Don't worry. This is no mommy-mobile. The H3 is still designed for true Hummer fans.
Without a doubt, it is the best looking Hummer yet. Unlike the Hummer H2, it actually has a shape. Where the H2 looks like a giant metal box on wheels, the H3 looks lean and strong. It's aggressive rather than just imposing.
Athletic appearance not withstanding, the H3's "lazy fat guy" power-to-weight ratio is going to be hard to swallow, even for true Hummer fans. Its 3.5-liter 5-cylinder engine produces 220 horsepower and 225 foot-pounds of torque.
Maybe that sounds OK when you compare it to the Jeep Grand Cherokee's base V-6 engine, which puts out 210 horsepower and 235 foot-pounds of torque. But the Hummer H3 is lugging around over 900 pounds more weight than the Grand Cherokee.
It feels OK cruising around town but try to get some serious acceleration going -- especially if you happen to be going uphill -- and your macho ride suddenly feels like a six-year-old pulling a wagon full of cinder blocks.
About the ride
By the way, if you're considering the Hummer, I would strongly suggest the automatic transmission, a $1,700 option, for safety reasons. It comes with StabiliTrak, GM's stability-control program, a computerized system that helps prevent rollovers and loss of control during abrupt maneuvers.
Given that the H3 is particularly narrow and tall, a profile that generally maximizes the tendency to tip over, I wouldn't take an H3 without stability control.
The rear suspension is good old-fashioned leaf springs on a big solid axle, so the ride is bouncy and rough. Hummers are supposed to feel like they don't really belong on paved roads, though, so the effect is lively but livable. Actually, I found it kind of fun.
Then again, in my younger days I happily drove a 4x4 with solid axles in the front and the rear. After that, I can't object to much.
Inside, GM's interior designers did a really nice job with the H3. The look is sportier and more modern than the deliberately unfinished look of the Hummer H2. My test model had leather seating surfaces, part of a $1,300 option package. The big, beefy leather-wrapped steering wheel was just great.
Less great was the nasty hard plastic on the dash and door panels. That was a real let-down especially on an interior that was otherwise so nice.
Visibility, especially out the side and back, is sacrificed for the sake of the tiny-windowed armored-truck look.
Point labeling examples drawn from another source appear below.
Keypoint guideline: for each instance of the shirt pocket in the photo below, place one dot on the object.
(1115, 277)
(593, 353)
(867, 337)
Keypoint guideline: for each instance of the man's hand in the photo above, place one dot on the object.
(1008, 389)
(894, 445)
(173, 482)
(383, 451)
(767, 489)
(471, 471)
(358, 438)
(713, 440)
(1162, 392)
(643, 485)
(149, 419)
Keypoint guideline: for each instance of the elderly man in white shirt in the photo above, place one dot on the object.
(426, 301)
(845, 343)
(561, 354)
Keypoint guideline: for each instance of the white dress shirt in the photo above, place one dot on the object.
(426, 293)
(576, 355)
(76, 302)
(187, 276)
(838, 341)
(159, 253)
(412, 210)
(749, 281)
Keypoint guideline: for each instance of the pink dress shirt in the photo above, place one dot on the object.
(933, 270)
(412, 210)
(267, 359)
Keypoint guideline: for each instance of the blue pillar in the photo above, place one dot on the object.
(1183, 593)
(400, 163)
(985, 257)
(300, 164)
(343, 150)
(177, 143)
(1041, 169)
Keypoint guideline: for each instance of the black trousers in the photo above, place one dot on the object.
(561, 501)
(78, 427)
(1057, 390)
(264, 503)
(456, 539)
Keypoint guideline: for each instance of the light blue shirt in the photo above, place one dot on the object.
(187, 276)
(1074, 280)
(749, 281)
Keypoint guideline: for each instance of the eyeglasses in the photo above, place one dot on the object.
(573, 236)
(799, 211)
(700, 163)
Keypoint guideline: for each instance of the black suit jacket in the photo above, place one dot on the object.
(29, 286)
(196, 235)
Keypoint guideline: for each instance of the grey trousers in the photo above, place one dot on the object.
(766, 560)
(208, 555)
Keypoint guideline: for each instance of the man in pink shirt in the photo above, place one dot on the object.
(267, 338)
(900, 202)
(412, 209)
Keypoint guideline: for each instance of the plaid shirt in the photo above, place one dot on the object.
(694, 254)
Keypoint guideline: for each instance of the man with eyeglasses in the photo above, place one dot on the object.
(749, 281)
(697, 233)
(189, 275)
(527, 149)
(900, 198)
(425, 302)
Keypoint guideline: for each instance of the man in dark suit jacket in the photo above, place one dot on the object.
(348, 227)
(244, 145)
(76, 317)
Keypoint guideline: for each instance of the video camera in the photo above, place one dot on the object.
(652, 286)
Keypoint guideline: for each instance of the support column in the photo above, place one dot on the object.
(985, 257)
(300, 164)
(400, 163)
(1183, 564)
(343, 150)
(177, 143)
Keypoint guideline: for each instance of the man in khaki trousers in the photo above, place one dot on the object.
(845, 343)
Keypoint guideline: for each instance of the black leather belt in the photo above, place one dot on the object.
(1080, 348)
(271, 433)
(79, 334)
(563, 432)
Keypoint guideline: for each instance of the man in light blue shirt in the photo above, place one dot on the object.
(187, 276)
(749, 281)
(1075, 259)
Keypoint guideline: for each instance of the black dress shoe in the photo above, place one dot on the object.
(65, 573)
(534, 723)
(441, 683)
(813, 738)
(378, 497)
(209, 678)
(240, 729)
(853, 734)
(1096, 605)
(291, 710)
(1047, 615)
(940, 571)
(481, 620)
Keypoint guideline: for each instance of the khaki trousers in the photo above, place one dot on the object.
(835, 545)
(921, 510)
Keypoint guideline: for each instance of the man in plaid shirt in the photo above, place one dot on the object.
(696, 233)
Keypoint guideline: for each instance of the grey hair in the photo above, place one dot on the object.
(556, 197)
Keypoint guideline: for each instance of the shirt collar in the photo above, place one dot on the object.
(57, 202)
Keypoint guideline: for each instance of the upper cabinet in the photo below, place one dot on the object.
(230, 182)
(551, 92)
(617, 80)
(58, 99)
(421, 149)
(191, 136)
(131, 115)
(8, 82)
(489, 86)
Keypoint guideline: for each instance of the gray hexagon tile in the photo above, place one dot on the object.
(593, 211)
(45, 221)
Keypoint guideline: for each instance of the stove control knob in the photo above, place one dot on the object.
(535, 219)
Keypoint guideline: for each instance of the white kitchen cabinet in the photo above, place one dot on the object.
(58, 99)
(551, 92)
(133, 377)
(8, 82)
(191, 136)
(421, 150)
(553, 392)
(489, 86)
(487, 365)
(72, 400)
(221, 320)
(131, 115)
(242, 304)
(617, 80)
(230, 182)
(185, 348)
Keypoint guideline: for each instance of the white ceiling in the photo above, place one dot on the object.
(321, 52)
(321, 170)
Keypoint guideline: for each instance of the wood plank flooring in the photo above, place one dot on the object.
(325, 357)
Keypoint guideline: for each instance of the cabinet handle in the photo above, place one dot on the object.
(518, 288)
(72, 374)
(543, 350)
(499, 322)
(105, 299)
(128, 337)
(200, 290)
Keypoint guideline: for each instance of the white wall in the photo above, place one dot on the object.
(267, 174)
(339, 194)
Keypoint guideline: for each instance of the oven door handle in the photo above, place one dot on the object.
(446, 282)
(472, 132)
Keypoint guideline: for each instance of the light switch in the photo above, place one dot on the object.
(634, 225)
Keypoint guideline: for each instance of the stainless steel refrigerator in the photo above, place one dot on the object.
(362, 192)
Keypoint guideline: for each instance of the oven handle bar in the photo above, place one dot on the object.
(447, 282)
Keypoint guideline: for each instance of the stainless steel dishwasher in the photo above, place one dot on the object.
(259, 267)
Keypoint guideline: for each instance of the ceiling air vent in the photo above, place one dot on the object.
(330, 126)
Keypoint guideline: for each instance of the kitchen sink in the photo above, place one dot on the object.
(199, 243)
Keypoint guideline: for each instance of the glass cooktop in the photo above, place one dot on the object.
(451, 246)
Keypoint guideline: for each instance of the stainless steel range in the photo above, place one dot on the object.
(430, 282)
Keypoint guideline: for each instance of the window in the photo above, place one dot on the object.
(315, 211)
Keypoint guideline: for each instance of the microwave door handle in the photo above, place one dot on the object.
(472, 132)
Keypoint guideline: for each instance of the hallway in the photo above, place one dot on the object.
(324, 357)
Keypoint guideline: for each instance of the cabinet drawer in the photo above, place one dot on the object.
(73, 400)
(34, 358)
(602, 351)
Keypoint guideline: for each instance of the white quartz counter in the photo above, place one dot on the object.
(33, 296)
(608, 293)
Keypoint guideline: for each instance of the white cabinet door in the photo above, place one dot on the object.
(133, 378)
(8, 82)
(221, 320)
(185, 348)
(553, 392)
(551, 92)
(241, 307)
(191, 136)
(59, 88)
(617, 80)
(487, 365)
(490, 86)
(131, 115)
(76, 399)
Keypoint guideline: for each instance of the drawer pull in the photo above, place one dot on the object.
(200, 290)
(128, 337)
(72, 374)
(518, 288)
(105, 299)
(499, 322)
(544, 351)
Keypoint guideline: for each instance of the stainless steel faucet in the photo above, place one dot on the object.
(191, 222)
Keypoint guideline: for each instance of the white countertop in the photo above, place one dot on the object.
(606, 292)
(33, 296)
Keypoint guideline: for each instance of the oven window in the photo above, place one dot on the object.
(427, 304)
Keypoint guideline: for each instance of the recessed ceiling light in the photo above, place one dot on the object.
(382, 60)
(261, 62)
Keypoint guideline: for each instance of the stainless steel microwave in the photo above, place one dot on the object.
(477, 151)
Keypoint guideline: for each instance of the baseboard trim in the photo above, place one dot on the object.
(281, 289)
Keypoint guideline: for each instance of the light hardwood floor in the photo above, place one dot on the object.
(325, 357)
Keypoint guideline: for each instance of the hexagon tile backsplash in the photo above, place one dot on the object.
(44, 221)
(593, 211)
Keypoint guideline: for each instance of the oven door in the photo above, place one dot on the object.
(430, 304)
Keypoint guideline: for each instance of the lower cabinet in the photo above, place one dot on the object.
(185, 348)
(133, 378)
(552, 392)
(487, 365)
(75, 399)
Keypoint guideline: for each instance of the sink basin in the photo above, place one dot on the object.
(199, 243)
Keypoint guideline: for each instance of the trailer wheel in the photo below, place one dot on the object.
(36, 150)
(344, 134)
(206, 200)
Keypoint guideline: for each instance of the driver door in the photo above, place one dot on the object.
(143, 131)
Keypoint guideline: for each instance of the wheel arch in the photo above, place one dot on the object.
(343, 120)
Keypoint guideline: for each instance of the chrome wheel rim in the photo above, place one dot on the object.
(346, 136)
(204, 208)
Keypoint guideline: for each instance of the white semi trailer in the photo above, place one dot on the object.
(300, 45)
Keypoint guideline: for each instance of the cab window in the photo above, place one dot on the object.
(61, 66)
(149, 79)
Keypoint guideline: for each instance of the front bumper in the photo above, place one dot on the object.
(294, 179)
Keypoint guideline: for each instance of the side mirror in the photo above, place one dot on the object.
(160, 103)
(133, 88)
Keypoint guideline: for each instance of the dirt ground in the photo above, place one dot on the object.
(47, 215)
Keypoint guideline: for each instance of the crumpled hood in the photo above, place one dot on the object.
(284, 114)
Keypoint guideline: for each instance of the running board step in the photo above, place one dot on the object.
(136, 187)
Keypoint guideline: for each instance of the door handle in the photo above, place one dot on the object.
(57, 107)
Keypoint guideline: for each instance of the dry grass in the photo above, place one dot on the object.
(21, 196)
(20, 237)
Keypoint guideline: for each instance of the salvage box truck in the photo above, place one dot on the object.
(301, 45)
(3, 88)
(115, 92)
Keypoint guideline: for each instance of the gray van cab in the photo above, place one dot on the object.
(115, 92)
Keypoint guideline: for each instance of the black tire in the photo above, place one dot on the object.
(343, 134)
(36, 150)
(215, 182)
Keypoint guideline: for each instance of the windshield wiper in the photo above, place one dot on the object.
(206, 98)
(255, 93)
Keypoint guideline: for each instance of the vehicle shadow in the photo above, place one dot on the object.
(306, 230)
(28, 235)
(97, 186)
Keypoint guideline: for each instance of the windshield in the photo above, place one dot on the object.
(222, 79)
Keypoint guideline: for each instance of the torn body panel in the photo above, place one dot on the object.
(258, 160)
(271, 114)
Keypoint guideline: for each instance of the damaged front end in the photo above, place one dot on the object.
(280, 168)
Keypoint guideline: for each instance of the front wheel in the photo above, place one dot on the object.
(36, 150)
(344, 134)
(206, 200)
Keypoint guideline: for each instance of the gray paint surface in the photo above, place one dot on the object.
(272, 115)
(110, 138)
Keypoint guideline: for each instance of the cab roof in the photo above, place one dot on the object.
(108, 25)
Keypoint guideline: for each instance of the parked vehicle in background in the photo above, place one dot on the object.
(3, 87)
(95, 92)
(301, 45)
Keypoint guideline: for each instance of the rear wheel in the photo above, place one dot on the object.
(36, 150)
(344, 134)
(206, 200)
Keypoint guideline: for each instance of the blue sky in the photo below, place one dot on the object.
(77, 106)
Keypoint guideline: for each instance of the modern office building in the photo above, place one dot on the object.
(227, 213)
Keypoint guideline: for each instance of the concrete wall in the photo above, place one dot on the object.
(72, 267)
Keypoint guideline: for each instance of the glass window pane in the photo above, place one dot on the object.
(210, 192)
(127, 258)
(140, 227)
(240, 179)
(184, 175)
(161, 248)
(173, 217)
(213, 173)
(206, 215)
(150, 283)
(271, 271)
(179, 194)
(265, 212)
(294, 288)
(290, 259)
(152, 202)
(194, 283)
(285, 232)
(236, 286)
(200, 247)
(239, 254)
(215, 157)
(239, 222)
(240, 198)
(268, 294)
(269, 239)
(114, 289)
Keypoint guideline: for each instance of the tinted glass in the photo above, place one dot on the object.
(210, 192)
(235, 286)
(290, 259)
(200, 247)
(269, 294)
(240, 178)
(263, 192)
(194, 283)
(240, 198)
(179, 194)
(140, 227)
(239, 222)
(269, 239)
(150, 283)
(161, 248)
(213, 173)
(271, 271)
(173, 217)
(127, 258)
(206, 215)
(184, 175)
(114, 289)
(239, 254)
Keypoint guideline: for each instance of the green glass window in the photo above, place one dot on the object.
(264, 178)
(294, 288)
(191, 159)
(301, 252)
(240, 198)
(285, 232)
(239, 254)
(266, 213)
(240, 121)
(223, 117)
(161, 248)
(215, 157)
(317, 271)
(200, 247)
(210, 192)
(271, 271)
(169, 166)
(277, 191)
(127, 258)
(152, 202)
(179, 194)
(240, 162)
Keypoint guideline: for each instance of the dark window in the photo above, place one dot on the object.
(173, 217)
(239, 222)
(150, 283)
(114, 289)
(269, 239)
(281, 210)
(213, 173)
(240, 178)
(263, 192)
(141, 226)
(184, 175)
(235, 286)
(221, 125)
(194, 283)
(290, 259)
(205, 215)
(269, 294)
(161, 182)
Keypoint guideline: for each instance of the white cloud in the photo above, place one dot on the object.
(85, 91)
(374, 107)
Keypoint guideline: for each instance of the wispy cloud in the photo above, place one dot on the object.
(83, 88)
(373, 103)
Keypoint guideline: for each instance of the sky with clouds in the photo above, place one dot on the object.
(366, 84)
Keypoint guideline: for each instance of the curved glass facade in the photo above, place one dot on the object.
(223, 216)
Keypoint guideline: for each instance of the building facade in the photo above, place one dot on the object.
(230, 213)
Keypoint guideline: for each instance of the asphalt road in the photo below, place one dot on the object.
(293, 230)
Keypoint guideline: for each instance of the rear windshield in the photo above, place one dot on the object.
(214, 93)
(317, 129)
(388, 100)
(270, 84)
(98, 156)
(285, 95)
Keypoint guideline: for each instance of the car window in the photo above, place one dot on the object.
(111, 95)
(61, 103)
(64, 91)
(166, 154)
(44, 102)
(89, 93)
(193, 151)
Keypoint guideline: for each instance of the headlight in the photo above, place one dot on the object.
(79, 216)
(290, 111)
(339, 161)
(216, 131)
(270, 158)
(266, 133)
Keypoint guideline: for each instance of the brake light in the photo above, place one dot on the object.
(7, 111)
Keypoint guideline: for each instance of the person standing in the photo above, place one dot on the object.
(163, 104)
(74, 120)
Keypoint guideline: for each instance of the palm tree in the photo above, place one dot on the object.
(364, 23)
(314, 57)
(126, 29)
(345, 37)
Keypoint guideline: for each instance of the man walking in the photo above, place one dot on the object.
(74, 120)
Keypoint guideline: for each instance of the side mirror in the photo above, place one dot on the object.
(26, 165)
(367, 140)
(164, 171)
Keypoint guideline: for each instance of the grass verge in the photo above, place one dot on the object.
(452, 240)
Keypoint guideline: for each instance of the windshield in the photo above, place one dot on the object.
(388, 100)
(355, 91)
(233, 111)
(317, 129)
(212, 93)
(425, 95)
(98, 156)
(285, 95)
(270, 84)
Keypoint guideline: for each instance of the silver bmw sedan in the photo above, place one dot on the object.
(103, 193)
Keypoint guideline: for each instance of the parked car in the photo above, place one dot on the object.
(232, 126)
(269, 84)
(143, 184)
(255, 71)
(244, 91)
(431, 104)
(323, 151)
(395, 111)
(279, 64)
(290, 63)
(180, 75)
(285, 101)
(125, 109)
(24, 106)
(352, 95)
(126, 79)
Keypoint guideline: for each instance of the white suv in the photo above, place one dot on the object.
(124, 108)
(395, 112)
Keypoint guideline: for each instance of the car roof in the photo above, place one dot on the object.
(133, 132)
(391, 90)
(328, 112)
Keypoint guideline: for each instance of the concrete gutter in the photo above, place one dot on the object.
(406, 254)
So even though the H3 is a lot easier to park than the H2, it still requires a lot of guesswork as cars behind you disappear from view at a distance of several feet. There is no optional back-up warning system, either, to let you know when you're getting close to something as you back up.
To make matters worse, big metal "recovery hooks" on the front and back bumpers will maximize the penalty for any vehicle that dares to park in your way. If you happen to parallel park a lot, keep your insurance card handy.
Base price for the Hummer 3 is about $29,000. Well-equipped versions, like the one I tested, can range into the upper $30,000 territory.
Overall, if you're just shopping for a nice mid-sized SUV and you thought you might consider the Hummer H3, stop right there. There are plenty of other SUVs out there that will probably make you happier.
But if the thought of owning a Hummer makes you all giddy, go take a look. Just avoid short highway merge lanes and leave lots of room behind you.